3 Replies Latest reply on Nov 30, 2011 10:40 AM by eugenek

    Native sine/cosine


      I want to squeeze some performance out of code that does many sines/cosines.

      Consider attached code.

      The compiler from APP SDK 2.5 generates the following ISA code for 6970, with and without -cl-fast-relaxed-math:

            2  z: MUL_e       R0.z,  R0.x,  (0x3DFCB924, 0.1234000027f).x     
            3  y: MUL         R0.y,  PV2.z,  (0x3E22F983, 0.1591549367f).x     
            4  x: SETGT       ____,  |PV3.y|,  (0x42480000, 50.0f).x     
               w: FRACT       ____,  PV3.y     
            5  z: CNDE_INT    ____,  PV4.x,  R0.y,  PV4.w     
            6  y: CNDE        ____,  R0.z,  R0.z,  PV5.z     
            7  x: SIN         R0.x,  PV6.y     
               y: SIN         ____,  PV6.y     
               z: SIN         ____,  PV6.y   

      Evidently, native SIN instruction on the 6970 really calculates sin(2*pi*x) and its argument must lie within the range of -50 to 50. The instruction set architecture document confirms this but says that the valid range is -256 to 256. No matter.

      Here's what's going on here:

      Line 2, I multiply the argument b 0.1234

      Line 3, compiler divides it by 2 pi

      Lines 4-6, compiler truncates the argument into valid range

      Line 7, we  finally get to compile the sine.

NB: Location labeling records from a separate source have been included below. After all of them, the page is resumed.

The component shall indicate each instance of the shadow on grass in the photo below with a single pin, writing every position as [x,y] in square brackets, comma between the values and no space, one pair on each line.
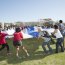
[32,46]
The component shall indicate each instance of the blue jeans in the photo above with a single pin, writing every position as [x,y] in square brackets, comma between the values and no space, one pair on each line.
[59,43]
[48,45]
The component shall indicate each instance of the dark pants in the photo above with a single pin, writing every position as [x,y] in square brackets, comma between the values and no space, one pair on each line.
[48,45]
[59,43]
[3,46]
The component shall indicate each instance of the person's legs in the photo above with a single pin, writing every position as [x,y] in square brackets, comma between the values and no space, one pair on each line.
[17,51]
[60,43]
[3,46]
[48,45]
[43,46]
[25,50]
[7,46]
[57,46]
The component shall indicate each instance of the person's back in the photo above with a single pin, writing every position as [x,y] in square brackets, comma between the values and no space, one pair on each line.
[46,37]
[61,27]
[2,38]
[18,36]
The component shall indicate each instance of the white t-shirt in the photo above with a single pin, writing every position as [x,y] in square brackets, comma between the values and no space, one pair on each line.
[58,34]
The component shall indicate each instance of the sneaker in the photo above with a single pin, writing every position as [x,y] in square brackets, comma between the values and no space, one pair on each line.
[28,55]
[9,53]
[18,57]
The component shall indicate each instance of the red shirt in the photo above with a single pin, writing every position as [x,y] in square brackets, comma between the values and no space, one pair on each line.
[17,36]
[2,38]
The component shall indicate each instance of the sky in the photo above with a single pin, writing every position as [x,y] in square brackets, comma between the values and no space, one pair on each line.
[31,10]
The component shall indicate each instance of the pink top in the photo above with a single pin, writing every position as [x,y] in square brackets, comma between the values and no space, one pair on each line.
[17,36]
[2,38]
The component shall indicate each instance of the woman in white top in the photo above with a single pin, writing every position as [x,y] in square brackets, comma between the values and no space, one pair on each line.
[59,38]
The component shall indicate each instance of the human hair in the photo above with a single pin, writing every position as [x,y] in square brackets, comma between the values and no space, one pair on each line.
[56,26]
[60,21]
[17,29]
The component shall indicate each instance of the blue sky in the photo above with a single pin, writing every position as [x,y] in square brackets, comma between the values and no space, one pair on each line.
[30,10]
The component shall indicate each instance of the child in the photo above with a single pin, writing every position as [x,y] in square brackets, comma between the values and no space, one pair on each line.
[17,41]
[3,42]
[47,41]
[59,38]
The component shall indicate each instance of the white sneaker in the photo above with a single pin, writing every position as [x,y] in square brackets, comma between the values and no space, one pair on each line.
[28,55]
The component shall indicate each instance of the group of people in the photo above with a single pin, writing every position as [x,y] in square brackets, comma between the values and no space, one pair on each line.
[18,37]
[58,34]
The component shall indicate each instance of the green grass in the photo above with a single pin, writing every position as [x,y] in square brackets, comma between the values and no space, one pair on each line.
[37,56]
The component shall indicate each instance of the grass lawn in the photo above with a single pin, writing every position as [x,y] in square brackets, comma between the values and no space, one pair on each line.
[37,56]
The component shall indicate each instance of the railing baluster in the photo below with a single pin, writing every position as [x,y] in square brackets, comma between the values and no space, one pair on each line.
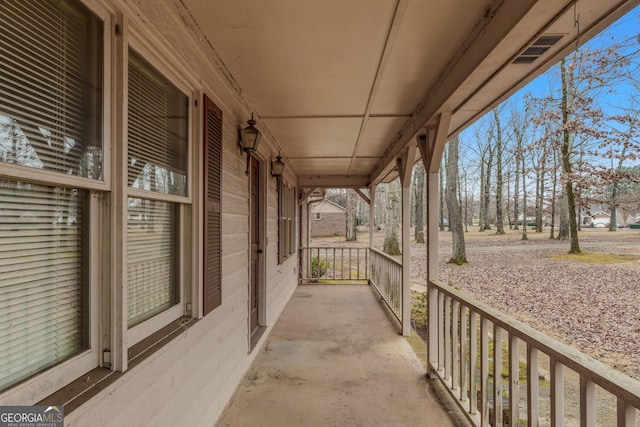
[447,338]
[533,387]
[626,414]
[484,371]
[455,359]
[441,332]
[432,313]
[464,362]
[514,380]
[497,375]
[587,402]
[557,393]
[473,362]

      What I want is to write code that will generate just three instructions, "MUL, "FRACT" and "SIN". Constants could be divided by 2 pi at compile time (in fact, I'm surprised that the compiler does not merge lines 2 and 3), and I'd always execute FRACT because... well, it's always executed as is, so what's the point having a conditional on top of that?

      Unfortunately, there's no native_sinpi or native_fract in the OpenCL standard. modf(float) and fract(float) generate bulky code.

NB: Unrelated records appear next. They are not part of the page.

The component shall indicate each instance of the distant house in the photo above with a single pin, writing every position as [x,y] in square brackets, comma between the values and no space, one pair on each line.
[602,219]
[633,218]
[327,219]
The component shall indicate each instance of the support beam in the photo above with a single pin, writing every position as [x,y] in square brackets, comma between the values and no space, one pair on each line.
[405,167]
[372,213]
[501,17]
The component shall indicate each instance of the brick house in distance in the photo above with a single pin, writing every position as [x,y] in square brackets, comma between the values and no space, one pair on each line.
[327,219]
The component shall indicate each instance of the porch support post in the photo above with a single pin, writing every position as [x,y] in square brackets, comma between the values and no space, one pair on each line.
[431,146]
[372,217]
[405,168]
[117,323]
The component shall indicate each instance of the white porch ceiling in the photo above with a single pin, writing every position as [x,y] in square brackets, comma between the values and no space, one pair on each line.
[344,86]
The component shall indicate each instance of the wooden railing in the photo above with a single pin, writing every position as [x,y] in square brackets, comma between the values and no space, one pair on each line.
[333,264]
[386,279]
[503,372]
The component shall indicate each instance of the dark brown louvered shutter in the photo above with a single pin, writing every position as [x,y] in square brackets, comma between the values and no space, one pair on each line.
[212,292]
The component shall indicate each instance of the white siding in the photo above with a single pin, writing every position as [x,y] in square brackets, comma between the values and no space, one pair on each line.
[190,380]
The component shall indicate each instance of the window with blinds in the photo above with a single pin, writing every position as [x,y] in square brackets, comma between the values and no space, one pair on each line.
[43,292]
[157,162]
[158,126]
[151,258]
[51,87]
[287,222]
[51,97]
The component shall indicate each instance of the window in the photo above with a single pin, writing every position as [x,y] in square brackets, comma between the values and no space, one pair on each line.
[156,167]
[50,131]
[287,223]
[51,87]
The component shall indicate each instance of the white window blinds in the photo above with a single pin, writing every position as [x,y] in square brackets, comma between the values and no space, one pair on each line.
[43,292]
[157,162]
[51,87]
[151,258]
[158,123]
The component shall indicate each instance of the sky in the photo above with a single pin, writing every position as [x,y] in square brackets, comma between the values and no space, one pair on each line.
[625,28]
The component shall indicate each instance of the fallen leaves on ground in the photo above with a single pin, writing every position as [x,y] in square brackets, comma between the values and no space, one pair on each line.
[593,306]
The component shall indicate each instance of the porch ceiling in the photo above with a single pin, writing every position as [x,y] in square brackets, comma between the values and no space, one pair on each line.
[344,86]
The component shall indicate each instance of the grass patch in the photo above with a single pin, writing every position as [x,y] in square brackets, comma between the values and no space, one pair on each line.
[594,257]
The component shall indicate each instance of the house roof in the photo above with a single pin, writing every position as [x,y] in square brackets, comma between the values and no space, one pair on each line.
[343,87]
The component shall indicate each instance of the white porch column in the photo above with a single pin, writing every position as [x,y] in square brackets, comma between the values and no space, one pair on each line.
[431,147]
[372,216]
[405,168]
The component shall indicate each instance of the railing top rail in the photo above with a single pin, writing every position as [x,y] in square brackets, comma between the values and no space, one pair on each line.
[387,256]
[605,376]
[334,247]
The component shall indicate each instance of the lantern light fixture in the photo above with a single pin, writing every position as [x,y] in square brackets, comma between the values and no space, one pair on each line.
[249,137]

      Is there any way to do this without rewriting everything in ISA?

      __kernel void test(__global float* p) { const float a = 0.1234f; p[0] = native_sin(a*p[0]); }

        • Native sine/cosine

          I'd settle for a way to do this from IL! Trying to do that now, I've managed to get rid of conditionals and to insert FRACT manually. But I the second MUL is still there and I can't find a way to get rid of it. (And, without that, being able to insert FRACT is useless, because FRACT must go after MUL.)


              mul r254.x___, r254.xxxx, l9.xxxx
              frc r254.x___, r254.xxxx
              sin r254.x___, r254.xxxx


               2  w: MUL         ____,  R0.x,  (0x3DFCB924, 0.1234000027f).x     
                3  z: FRACT       ____,  PV2.w     
                4  y: MUL         ____,  PV3.z,  (0x3E22F983, 0.1591549367f).x     
                5  x: SIN         R0.x,  PV4.y     
                   y: SIN         ____,  PV4.y     
                   z: SIN         ____,  PV4.y



            • Native sine/cosine

              Hi eugenek,

              I have asked sbout the sine functions range ambiguity to concerned people.

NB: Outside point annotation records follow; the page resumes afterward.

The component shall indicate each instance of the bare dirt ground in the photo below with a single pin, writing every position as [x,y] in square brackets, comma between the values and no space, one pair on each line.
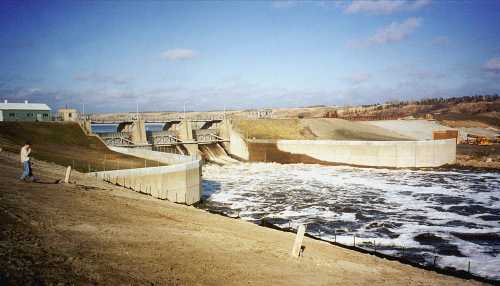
[89,232]
[476,156]
[59,142]
[313,128]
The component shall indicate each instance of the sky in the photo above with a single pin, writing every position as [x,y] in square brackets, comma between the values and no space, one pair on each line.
[206,55]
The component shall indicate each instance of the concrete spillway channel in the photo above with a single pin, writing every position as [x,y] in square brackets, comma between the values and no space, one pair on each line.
[178,182]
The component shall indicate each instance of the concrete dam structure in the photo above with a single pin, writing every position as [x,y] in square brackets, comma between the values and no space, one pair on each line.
[296,141]
[179,182]
[390,153]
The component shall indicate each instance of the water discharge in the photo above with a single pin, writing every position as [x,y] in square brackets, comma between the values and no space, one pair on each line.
[447,217]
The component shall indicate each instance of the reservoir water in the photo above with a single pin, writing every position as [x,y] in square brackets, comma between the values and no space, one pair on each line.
[452,216]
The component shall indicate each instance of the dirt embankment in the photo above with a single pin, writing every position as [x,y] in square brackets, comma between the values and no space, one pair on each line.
[65,144]
[487,157]
[313,128]
[89,232]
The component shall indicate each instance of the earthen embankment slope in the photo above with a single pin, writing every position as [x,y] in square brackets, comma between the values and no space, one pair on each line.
[65,143]
[89,232]
[313,129]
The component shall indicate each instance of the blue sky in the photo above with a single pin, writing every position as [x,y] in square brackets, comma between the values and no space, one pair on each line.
[214,55]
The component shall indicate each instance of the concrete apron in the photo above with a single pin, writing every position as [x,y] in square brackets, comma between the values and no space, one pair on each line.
[180,182]
[393,154]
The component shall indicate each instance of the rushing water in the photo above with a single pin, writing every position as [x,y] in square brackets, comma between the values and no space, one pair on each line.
[451,215]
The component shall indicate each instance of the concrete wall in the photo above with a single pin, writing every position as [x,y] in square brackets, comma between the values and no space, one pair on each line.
[179,182]
[399,154]
[395,154]
[237,145]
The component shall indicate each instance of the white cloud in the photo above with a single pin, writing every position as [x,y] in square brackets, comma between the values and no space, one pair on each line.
[358,78]
[102,78]
[281,4]
[178,54]
[492,65]
[440,41]
[394,32]
[384,6]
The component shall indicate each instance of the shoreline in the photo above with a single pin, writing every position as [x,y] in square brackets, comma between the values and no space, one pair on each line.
[449,271]
[110,235]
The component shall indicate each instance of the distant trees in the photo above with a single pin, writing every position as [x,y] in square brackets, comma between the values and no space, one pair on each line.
[441,100]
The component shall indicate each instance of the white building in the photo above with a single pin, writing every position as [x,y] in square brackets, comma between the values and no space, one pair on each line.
[24,111]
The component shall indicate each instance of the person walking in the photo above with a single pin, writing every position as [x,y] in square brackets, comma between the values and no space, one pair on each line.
[25,159]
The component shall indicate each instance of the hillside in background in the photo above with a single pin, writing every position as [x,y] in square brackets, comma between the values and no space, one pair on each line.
[65,144]
[468,111]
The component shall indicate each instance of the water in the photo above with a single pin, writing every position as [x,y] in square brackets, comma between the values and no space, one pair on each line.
[451,214]
[104,128]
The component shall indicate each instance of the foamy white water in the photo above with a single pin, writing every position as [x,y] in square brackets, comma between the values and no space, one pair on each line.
[454,215]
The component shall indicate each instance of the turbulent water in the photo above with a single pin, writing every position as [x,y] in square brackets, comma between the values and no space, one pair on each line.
[447,217]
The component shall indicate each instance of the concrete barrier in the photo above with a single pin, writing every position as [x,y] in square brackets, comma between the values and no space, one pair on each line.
[396,154]
[179,182]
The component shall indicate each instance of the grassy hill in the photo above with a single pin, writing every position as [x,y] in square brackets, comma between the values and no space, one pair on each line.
[313,128]
[65,144]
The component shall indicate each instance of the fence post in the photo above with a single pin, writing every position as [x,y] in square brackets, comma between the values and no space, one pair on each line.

              Thanks for reporting that.

                • Native sine/cosine


                  Range ambiguity is the least of my problems! I want to be able to generate an instruction SIN (or COS) without also generating a multiplication by 0.1591549367f, either from CL or from IL. The fundamental problem seems to be that the native instruction SIN in the 6970 instruction set does not agree with the IL instruction SIN or in the IL specification, and the IL compiler is not smart enough. (And it's not even a new problem, because I've checked the Evergreen/5xxx instruction set, and things worked exactly the same way there, too.)

                  AMD has a significant edge over NVIDIA in performance of its single-precision floating-point sine and cosine. The 6970 should be able to peak at 338G sines/second. NVIDIA's 580 can only do 99G. But this compiler silliness goes some way to reverse the advantage.

                  And I also want to be able to generate an instruction FRACT from CL. But that is lower priority.

                  Overall, my sentiments are well expressed by this thread:


                  Ideally, I want to be able to write "a=b*c; d=native_amd_fract(a); e=native_amd_sin(d); " and expect that my code will be compiled into three native instructions without any silly multiplications, conditionals, or other code that the compiler might consider necessary to inject into my bottleneck.